Having conversations with top brokers really drives home the amount of change the industry is going through. The combination of a sweeping federal health reform, uncertainty about future regulation, new technology, and rapidly evolving consumer expectations can make one dizzy.
But there’s no doubt that change is needed, says Tim Doherty, president and founder of Pinnacle HR Solutions. Doherty and his firm went back to square one in thinking about their roles and how to be more effective in today’s market
“We spent a lot of time reimagining the role of the broker and what the marketplace needed,” he says. “We looked at everything; what we believed in, how we behaved. We came up with a phrase, ‘We’re changing the conversation.’”
Doherty and his firm didn’t want to fall into the cliché of a typical insurance agency. They see themselves as advisors, and to be effective, they also look for employers that fit their style.
“We want to find clients that are sophisticated, innovative, smart, fun to work with—we let those attitudes guide the work that we do.”
Like many top industry innovators, Pinnacle is willing to learn from the experiences and ideas of other movers and shakers in the industry. Groups like Health Rosetta, Q4i, and the Self Insurance Institute of America are all industry innovators that Doherty and his team have worked with.
Data, says Doherty, is key to helping companies control costs.
“When I go in and meet with a CFO, they’re making data-driven decisions every day in every part of their business—except for benefits.”
Too often, employers feel they don’t have the health insurance data they need. “They don’t know what the big cost drivers are,” Doherty says. “We try to convince them the mousetrap they know, the fully-insured plan, doesn’t work. It’s not meant to reward the employer—it’s meant to reward the broker and the carrier.”
The solution, he says, is taking a big-picture look at how a benefit program can be managed to control costs over the long term. Instead of thinking from open enrollment to open enrollment, Doherty’s team talks about setting a strategy. “We tell them, ‘Stop making 12-month, incremental decisions. This has to be a multi-year strategy.”

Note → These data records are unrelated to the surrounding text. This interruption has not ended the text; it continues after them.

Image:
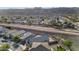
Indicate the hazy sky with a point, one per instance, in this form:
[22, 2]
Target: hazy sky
[39, 3]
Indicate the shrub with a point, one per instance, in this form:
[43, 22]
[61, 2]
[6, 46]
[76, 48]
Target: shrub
[4, 47]
[67, 43]
[16, 39]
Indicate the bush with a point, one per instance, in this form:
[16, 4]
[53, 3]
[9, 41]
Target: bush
[67, 43]
[16, 39]
[4, 47]
[59, 48]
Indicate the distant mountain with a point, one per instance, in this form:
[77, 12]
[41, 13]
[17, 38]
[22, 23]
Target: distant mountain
[39, 11]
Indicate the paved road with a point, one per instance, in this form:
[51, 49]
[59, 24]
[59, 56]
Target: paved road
[40, 29]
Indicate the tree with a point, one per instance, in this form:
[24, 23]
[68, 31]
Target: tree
[16, 39]
[59, 48]
[4, 47]
[67, 43]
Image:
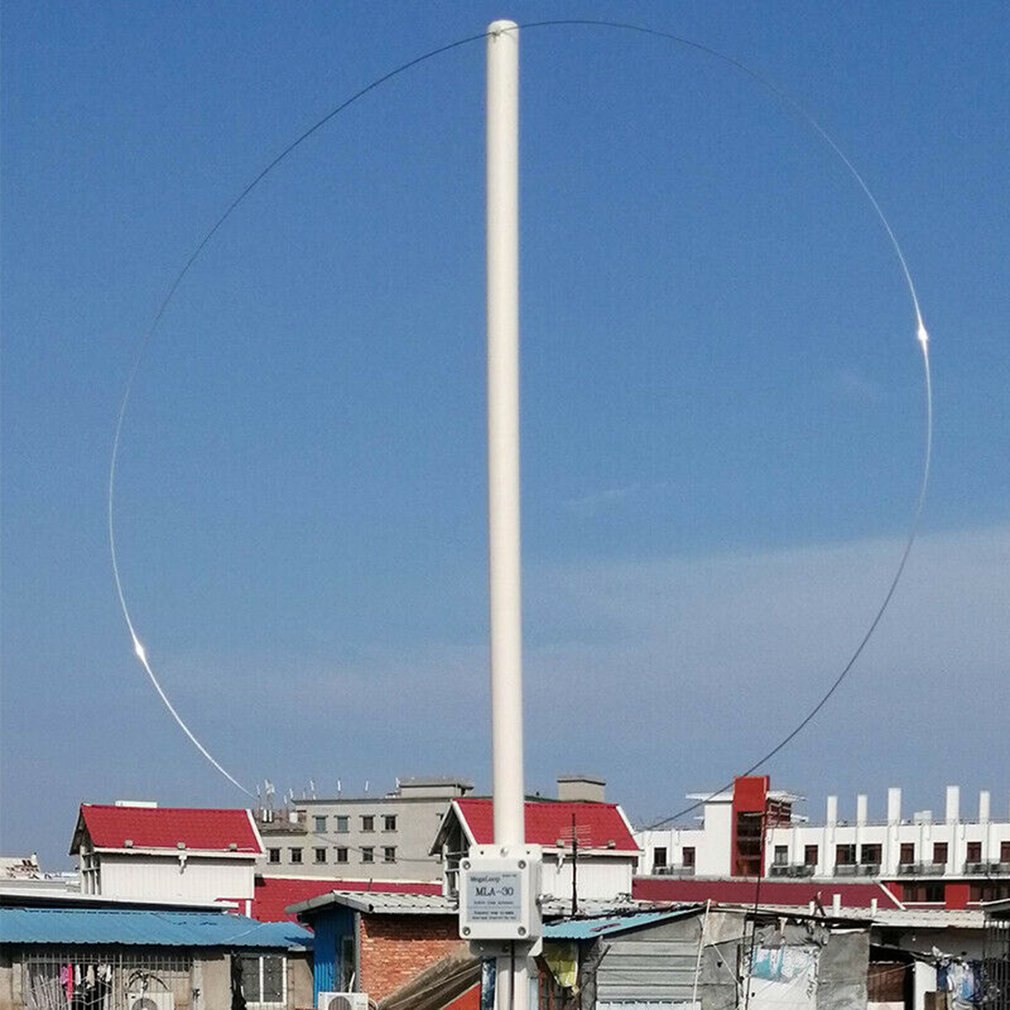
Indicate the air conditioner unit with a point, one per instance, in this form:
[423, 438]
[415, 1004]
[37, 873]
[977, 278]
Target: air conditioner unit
[150, 1001]
[342, 1001]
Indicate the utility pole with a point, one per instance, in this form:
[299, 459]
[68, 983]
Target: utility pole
[499, 884]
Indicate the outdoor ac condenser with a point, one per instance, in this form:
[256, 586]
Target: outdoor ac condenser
[150, 1001]
[342, 1001]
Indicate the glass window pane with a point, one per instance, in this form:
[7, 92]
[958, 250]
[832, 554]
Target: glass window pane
[273, 979]
[250, 979]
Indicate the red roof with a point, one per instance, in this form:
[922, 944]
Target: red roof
[275, 894]
[166, 827]
[598, 825]
[743, 892]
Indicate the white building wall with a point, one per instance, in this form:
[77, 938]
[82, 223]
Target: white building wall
[158, 878]
[603, 878]
[712, 841]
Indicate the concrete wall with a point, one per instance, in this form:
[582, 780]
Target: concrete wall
[198, 878]
[417, 820]
[7, 980]
[956, 826]
[598, 877]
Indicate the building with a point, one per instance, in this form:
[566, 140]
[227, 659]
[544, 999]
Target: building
[368, 837]
[112, 954]
[275, 895]
[956, 862]
[376, 943]
[140, 850]
[589, 850]
[704, 957]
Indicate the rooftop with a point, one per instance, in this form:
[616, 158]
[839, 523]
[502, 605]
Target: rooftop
[146, 927]
[599, 826]
[275, 895]
[135, 827]
[379, 903]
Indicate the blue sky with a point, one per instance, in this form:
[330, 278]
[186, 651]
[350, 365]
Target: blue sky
[721, 420]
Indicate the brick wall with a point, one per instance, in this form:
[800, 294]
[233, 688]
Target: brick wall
[395, 947]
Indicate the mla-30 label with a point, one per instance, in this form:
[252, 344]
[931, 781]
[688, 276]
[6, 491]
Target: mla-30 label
[494, 897]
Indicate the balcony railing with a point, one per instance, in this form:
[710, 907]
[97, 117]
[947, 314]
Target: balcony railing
[921, 869]
[677, 870]
[792, 870]
[856, 870]
[990, 869]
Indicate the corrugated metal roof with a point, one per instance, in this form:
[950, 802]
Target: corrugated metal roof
[146, 927]
[598, 825]
[274, 895]
[606, 925]
[380, 904]
[168, 827]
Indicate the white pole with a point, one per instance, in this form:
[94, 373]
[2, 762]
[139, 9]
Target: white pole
[503, 429]
[514, 972]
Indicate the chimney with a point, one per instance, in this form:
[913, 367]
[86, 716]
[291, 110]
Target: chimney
[953, 803]
[861, 808]
[894, 805]
[581, 789]
[984, 806]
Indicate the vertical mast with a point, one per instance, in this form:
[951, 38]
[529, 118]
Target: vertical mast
[503, 428]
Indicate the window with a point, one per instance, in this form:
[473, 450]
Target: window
[844, 855]
[346, 963]
[932, 893]
[989, 892]
[264, 979]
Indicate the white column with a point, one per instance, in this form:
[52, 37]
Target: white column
[503, 429]
[515, 972]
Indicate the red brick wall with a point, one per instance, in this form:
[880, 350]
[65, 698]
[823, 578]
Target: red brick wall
[395, 947]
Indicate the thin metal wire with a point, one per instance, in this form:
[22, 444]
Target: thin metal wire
[785, 97]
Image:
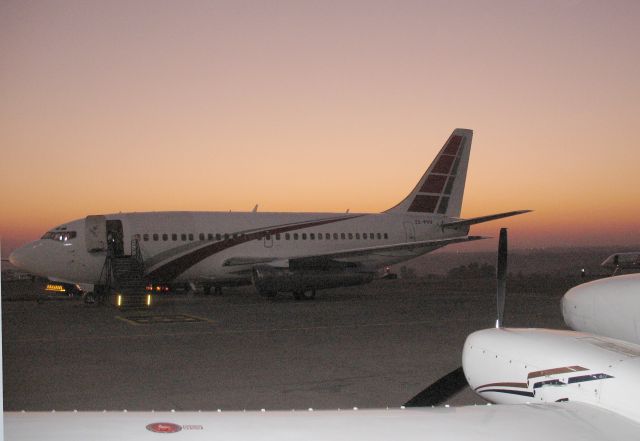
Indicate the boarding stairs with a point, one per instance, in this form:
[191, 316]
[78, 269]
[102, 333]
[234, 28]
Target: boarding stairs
[125, 278]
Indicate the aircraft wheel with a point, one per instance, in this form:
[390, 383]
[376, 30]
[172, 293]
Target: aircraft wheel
[89, 297]
[309, 295]
[268, 294]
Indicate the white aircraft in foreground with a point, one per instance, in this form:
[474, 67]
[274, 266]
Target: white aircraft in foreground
[277, 252]
[554, 385]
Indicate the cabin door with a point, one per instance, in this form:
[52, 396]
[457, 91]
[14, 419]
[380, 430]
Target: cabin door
[268, 240]
[95, 233]
[115, 238]
[410, 231]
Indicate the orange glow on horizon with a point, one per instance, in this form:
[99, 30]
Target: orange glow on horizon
[322, 108]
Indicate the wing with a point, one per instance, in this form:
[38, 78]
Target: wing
[570, 421]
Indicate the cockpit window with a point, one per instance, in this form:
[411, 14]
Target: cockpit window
[62, 236]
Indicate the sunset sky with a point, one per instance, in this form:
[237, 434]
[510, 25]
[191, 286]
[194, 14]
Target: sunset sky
[110, 106]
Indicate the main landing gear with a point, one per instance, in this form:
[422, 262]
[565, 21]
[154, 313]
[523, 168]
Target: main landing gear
[305, 295]
[217, 290]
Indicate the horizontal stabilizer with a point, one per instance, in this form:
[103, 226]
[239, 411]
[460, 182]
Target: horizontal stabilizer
[481, 219]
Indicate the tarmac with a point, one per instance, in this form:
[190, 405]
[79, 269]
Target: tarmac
[372, 346]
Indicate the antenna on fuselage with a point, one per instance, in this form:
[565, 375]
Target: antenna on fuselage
[501, 276]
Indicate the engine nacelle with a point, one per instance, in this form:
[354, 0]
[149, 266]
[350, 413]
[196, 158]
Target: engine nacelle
[605, 307]
[268, 279]
[514, 366]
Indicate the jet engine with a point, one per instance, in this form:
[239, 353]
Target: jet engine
[269, 280]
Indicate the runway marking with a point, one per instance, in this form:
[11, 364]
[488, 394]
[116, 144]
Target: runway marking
[228, 331]
[155, 319]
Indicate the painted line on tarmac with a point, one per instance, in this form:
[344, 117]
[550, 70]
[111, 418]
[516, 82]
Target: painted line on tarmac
[222, 332]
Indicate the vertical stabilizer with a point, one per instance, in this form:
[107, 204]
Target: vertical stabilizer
[1, 371]
[441, 188]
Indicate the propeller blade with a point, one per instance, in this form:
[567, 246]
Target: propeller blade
[440, 391]
[501, 275]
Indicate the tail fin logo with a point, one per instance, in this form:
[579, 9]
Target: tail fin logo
[433, 195]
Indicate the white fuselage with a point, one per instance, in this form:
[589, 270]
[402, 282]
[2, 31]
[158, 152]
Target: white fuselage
[606, 307]
[165, 235]
[515, 366]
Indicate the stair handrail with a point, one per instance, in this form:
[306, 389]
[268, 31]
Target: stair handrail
[136, 252]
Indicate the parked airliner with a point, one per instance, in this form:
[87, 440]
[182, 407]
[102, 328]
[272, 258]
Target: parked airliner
[277, 252]
[553, 385]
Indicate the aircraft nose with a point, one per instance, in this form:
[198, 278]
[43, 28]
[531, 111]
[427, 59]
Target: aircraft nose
[20, 258]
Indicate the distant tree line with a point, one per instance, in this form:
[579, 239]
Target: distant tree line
[473, 270]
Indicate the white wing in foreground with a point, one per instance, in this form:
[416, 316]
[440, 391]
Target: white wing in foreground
[562, 421]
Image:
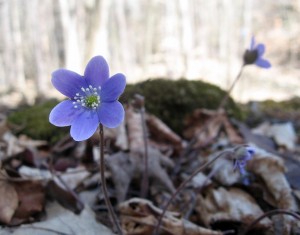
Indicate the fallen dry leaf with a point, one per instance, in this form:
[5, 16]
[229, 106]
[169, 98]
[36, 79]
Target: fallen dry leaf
[31, 200]
[61, 221]
[139, 217]
[232, 205]
[270, 168]
[205, 125]
[161, 133]
[126, 167]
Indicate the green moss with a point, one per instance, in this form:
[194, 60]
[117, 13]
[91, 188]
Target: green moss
[34, 122]
[173, 100]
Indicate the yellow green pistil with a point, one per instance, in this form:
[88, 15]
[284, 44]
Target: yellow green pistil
[90, 99]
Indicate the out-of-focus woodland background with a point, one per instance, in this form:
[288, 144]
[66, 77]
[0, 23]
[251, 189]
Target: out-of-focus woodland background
[194, 39]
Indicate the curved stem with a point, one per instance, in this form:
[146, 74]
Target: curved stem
[111, 212]
[225, 99]
[182, 185]
[270, 213]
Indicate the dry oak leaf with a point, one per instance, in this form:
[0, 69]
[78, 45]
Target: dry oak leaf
[234, 204]
[126, 167]
[139, 217]
[271, 169]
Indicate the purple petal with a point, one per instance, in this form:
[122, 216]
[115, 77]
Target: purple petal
[252, 43]
[263, 63]
[96, 71]
[84, 126]
[113, 88]
[260, 49]
[67, 82]
[63, 114]
[111, 114]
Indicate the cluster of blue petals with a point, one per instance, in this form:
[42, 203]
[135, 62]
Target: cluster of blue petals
[93, 99]
[260, 50]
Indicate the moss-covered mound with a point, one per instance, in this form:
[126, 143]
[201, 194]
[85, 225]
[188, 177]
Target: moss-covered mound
[33, 121]
[173, 100]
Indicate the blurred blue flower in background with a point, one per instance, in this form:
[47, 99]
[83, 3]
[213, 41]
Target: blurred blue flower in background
[254, 55]
[93, 99]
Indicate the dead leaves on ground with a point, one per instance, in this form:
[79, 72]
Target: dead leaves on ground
[216, 199]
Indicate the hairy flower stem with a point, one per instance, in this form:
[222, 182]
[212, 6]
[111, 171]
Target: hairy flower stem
[111, 212]
[182, 185]
[145, 181]
[225, 99]
[270, 213]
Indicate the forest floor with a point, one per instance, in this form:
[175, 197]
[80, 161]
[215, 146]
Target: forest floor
[54, 187]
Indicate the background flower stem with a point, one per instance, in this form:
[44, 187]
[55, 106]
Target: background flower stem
[111, 212]
[182, 185]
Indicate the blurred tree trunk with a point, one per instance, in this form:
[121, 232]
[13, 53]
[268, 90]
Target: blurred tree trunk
[70, 33]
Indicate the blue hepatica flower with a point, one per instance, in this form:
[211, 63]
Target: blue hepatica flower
[254, 55]
[242, 154]
[93, 99]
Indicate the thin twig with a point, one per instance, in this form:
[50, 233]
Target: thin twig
[145, 181]
[270, 213]
[111, 212]
[182, 185]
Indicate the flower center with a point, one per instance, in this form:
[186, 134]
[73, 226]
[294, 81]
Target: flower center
[90, 99]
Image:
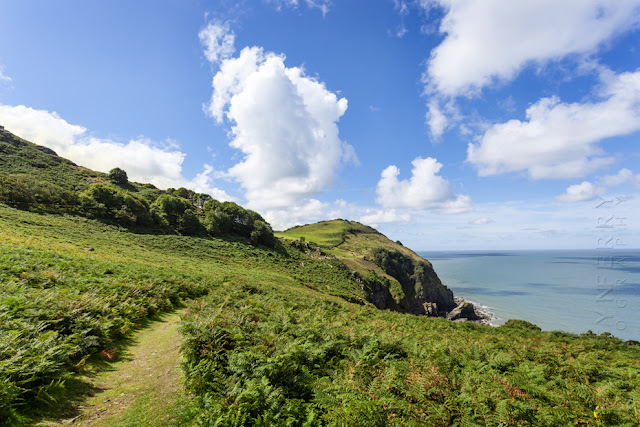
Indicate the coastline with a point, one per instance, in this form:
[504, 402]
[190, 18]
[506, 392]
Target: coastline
[485, 313]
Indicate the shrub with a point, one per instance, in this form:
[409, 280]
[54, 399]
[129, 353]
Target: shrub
[118, 176]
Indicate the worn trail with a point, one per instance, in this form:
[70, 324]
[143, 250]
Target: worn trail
[143, 388]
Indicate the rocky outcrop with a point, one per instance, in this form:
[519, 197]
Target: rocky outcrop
[464, 310]
[423, 292]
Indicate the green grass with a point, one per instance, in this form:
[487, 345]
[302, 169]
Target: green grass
[271, 336]
[270, 344]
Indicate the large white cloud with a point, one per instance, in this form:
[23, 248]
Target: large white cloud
[285, 124]
[491, 40]
[424, 190]
[144, 160]
[559, 140]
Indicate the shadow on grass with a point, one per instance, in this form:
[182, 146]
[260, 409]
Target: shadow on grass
[67, 403]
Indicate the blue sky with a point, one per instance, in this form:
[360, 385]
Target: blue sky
[446, 124]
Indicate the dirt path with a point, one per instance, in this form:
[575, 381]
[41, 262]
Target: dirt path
[144, 387]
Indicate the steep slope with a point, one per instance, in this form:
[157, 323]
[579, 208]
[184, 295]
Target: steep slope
[270, 335]
[392, 276]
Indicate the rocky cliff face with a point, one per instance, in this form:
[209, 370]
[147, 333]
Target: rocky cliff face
[423, 291]
[390, 276]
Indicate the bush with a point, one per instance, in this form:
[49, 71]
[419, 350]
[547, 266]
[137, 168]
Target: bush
[118, 176]
[177, 213]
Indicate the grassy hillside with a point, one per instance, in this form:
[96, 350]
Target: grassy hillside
[393, 277]
[282, 335]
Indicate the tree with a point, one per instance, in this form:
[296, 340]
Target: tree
[118, 176]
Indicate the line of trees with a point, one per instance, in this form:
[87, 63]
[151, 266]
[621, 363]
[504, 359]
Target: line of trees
[117, 200]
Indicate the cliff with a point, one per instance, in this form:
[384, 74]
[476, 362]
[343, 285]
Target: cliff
[391, 276]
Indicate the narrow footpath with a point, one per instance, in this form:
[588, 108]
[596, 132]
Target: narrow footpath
[144, 387]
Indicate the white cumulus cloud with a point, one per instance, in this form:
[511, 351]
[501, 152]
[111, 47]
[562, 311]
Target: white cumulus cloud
[285, 124]
[424, 190]
[492, 40]
[580, 192]
[218, 41]
[144, 160]
[559, 140]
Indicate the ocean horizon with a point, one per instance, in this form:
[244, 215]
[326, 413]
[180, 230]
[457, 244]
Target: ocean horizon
[573, 291]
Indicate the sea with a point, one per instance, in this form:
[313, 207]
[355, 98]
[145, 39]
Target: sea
[565, 290]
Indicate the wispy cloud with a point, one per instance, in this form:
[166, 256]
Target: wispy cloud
[424, 190]
[559, 140]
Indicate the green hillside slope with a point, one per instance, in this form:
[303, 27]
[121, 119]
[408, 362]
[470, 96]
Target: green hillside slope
[392, 276]
[279, 334]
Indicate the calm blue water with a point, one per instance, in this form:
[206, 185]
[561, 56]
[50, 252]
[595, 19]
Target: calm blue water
[573, 291]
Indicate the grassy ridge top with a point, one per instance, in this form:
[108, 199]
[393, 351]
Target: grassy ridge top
[346, 239]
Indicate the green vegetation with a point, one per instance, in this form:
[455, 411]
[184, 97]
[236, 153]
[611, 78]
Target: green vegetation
[392, 276]
[279, 333]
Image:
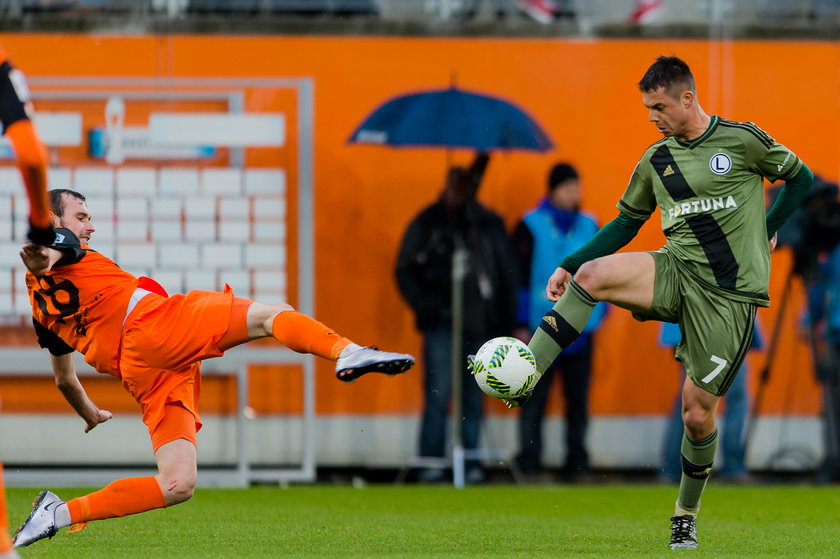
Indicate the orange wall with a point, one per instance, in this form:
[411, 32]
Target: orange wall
[581, 91]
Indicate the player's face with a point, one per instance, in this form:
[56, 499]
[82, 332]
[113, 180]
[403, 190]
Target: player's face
[76, 218]
[669, 114]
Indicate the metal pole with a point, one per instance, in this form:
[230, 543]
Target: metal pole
[459, 271]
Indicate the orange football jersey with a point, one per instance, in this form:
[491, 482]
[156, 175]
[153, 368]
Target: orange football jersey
[83, 299]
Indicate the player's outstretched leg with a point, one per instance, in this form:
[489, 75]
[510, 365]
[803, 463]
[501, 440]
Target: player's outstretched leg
[561, 325]
[684, 532]
[355, 361]
[304, 334]
[44, 520]
[6, 549]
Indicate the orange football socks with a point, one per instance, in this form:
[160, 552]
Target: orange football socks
[304, 334]
[32, 162]
[120, 498]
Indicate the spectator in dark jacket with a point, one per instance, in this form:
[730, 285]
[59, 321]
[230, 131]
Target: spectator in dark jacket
[424, 276]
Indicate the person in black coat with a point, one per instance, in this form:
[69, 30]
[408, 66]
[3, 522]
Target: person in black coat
[424, 277]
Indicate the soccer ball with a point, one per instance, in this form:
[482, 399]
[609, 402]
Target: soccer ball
[504, 368]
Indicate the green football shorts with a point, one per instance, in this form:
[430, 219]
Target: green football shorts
[716, 331]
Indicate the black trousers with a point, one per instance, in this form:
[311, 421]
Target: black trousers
[574, 372]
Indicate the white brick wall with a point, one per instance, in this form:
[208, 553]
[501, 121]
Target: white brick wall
[182, 182]
[136, 255]
[271, 231]
[100, 208]
[201, 279]
[234, 208]
[200, 230]
[224, 181]
[132, 209]
[166, 208]
[94, 181]
[238, 280]
[265, 255]
[265, 181]
[59, 177]
[166, 231]
[179, 256]
[132, 230]
[234, 231]
[269, 208]
[201, 208]
[188, 228]
[228, 256]
[137, 181]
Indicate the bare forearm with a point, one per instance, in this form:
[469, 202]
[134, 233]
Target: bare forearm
[78, 399]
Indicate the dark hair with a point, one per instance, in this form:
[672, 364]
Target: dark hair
[669, 72]
[559, 174]
[57, 199]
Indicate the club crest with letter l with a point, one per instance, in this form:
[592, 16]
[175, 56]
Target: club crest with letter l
[720, 164]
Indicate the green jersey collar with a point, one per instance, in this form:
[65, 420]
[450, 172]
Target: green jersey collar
[691, 144]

Pinnacle works with third-party administrators to access data for the employers they partner with in providing insurance benefits. The firm manages data using analytics tools.
“The analytics allow us to mine the data and tell us where the opportunities to reduce cost are,” Doherty says. “In a typical group, you might only have three to five members driving the cost; if you can find a way to mitigate some of that by leveraging the data, you can reduce cost in a health insurance plan 15 percent to 20 percent.”
Even with all the change facing the health insurance industry, Doherty says there will always be a place for strategic, forward-thinking advisors. He cites the speculation around Amazon’s possible entry into the insurance market. “When you think about the revenue that flows through the industry, there’s a huge opportunity for those who want to disrupt. So to survive, we need to be able to adapt.
“If we were still doing things today like we were doing ten years ago we’d be out business,” he adds. “You always have to be able to learn, collaborate with peers, and make changes when you have to.”